A desistência da saudosa esperança

A desistência é o princípio de tudo, tornando visível o nada.
Ele olhava a singela flor, despedaçada por um mal entendido.
Mas que apenas o levava à mesma condição sempre glorificada.
Já não se tem motivos para crer, apenas se deixar ir nesse reflexo urdido.
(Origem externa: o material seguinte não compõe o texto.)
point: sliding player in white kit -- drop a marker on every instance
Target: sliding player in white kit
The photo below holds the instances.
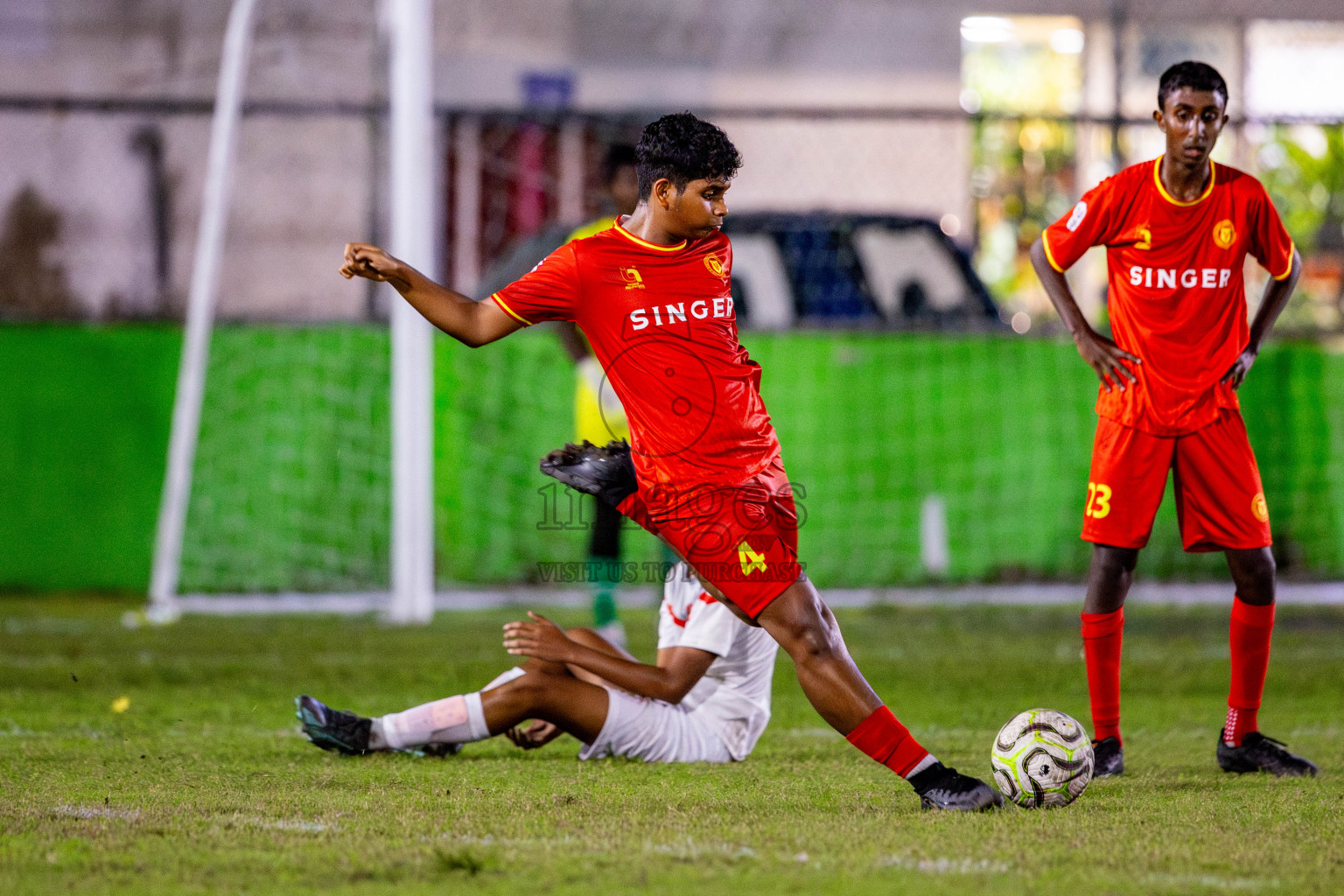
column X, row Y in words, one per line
column 707, row 699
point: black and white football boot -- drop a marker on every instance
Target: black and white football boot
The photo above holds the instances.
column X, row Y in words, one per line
column 942, row 788
column 1108, row 758
column 332, row 728
column 1263, row 754
column 604, row 472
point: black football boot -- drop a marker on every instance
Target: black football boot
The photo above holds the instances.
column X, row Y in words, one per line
column 1108, row 758
column 604, row 472
column 332, row 728
column 1263, row 754
column 942, row 788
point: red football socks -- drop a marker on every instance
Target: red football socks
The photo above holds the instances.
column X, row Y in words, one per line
column 1249, row 640
column 1102, row 634
column 889, row 742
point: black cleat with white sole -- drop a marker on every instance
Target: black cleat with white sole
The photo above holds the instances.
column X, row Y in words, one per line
column 1108, row 758
column 1263, row 754
column 942, row 788
column 604, row 472
column 332, row 728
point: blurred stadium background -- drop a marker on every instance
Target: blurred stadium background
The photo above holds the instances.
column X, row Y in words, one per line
column 900, row 160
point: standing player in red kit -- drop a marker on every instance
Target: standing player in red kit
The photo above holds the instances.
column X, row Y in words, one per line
column 652, row 298
column 1176, row 233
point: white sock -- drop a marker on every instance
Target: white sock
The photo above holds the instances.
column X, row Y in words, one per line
column 920, row 766
column 454, row 720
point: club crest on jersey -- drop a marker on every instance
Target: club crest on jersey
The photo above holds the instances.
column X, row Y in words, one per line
column 1077, row 218
column 632, row 278
column 750, row 560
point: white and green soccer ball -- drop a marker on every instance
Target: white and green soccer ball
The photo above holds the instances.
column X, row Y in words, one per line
column 1042, row 758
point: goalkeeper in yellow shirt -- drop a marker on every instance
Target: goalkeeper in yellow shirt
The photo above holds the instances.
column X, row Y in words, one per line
column 598, row 416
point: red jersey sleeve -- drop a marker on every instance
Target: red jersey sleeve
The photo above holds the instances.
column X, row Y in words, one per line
column 549, row 291
column 1269, row 242
column 1092, row 222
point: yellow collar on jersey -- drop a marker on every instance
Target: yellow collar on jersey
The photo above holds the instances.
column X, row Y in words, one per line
column 647, row 243
column 1158, row 178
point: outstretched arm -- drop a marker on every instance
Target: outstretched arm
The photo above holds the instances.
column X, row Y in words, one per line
column 1101, row 354
column 1271, row 305
column 677, row 670
column 469, row 323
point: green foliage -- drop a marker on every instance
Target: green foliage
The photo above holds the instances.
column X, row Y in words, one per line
column 203, row 783
column 1306, row 188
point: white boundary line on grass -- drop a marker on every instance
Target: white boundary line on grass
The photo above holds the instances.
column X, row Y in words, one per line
column 1167, row 592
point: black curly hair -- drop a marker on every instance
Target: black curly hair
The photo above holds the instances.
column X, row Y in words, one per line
column 684, row 148
column 1196, row 75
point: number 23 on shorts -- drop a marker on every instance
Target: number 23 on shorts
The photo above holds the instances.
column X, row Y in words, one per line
column 1098, row 500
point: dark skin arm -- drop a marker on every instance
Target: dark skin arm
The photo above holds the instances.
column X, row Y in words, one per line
column 1271, row 305
column 676, row 672
column 1101, row 354
column 471, row 323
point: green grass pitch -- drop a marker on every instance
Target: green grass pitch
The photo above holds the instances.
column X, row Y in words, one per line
column 202, row 783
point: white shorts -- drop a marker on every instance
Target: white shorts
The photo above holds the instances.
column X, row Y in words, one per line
column 654, row 731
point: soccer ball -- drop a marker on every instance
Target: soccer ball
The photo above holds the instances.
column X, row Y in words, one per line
column 1042, row 758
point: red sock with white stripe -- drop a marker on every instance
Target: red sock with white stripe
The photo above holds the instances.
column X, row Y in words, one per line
column 1249, row 640
column 1102, row 637
column 889, row 742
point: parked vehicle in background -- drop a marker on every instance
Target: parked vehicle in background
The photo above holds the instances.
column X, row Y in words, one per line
column 852, row 270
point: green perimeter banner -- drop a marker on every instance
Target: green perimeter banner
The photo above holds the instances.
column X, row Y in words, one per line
column 292, row 474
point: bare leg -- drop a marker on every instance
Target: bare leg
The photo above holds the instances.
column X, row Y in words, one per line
column 573, row 705
column 591, row 639
column 1253, row 571
column 1109, row 577
column 807, row 630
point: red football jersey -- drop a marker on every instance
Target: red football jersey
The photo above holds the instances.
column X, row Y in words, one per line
column 660, row 320
column 1176, row 294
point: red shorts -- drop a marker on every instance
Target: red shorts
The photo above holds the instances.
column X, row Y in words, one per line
column 1219, row 497
column 742, row 539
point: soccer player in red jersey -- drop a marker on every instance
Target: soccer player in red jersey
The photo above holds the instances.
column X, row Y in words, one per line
column 1176, row 233
column 652, row 298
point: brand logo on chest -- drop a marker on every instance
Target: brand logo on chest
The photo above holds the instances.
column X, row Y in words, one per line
column 632, row 278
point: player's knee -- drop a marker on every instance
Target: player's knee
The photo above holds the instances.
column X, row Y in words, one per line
column 1115, row 562
column 810, row 637
column 528, row 690
column 1254, row 572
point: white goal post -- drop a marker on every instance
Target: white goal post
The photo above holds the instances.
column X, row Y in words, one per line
column 413, row 226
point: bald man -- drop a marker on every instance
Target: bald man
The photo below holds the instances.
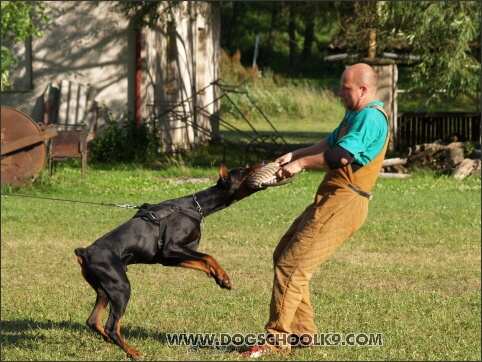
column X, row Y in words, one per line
column 352, row 155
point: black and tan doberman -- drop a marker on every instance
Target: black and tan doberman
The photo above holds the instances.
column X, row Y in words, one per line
column 167, row 233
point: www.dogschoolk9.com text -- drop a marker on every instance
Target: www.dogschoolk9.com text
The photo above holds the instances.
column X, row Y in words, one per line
column 252, row 339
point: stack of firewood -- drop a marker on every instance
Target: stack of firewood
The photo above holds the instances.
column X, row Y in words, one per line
column 459, row 159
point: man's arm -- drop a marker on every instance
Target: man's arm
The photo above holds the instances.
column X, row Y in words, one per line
column 311, row 157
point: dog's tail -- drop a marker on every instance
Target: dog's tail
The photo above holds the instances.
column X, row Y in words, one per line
column 82, row 259
column 81, row 255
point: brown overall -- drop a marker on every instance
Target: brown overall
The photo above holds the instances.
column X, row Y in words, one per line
column 336, row 214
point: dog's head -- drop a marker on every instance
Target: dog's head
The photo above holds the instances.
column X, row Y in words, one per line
column 235, row 181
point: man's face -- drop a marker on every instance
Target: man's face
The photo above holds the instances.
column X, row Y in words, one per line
column 350, row 92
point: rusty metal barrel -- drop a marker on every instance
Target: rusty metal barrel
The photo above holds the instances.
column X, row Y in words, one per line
column 23, row 145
À face do ninguém, que a sua volta resplandecia, tornava inútil o hábil verbo.
A sua existência começava em uma narrativa invertida,
Pois morrera em um projeto existencial futuro, onde apenas recitava de modo soberbo,
Àquela falta que não se pode falar, privado de qualquer experiência não refletida.

Existia como um advérbio, professando a solidão já previamente constatada,
Ulteriormente morto, apenas se agarrava a alguma emoção do passado,
Porque o presente se faz simplesmente de uma derrota amalgamada.

De nada o servia sua altivez, pois sabia que a moralidade havia danificado os corpos,
Corpos daqueles que crêem que o sofrimento deve ser eliminado para se ter paz,
Daqueles todos que se agarram ao tudo como se não houvesse nada além do imediatismo pragmático que subjaz a cada reles paz.